Nationalisme was een drijfveer achter de eenwording van Italië en Duitsland en leidde tot de
onafhankelijkheid van verschillende nieuwe landen. De afscheiding van België in 1830 paste meer
bij het liberalisme, net als de herziening van de Nederlandse grondwet door Thorbecke in 1848.
Door toenemende sociale ongelijkheid en politieke bewustwording organiseerden arbeiders
coöperaties, vakbonden en politieke partijen die zich oriënteerden op het socialisme. Anarchisten
en communisten streefden daarbij naar een sociale revolutie zoals Karl Marx die had voorspeld,
sociaaldemocraten naar geleidelijke verandering via verkiezingen.

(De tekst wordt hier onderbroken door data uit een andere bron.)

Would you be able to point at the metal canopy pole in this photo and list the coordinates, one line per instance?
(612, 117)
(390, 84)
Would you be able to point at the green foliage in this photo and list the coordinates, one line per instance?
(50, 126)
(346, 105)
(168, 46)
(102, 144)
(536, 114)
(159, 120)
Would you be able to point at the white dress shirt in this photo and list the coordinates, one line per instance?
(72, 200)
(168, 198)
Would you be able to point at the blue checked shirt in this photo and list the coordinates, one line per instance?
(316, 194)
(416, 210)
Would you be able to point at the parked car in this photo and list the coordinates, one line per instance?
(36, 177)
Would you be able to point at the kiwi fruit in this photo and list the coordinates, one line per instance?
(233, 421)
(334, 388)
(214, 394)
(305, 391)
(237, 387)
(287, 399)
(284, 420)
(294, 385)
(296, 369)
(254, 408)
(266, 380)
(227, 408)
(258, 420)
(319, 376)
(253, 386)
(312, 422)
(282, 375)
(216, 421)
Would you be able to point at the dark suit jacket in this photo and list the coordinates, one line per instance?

Onder meer door het burgerlijk gezinsideaal kreeg het feminisme lang weinig aanhang. In de
tweede helft van de 19e eeuw ontstonden in Europa niettemin feministische bewegingen onder
vooral welgestelde vrouwen én mannen. Behalve met de strijd voor kiesrecht en meer
ontwikkelmogelijkheden voor vrouwen hielden vrouwen als Aletta Jacobs zich bezig met
maatschappelijke thema's als prostitutie, drankmisbruik en opvoeding.
Tegenstand kregen deze politieke stromingen uit religieuze en aristocratische kringen. Met het
uitbreiden van het kiesrecht organiseerden deze zich in conservatieve en confessionele politieke
partijen. Geconfronteerd met de sociale kwestie organiseerden zij religieuze arbeidersbewegingen
en ontwikkelden eind 19e eeuw ideeën over christelijk-sociale politiek.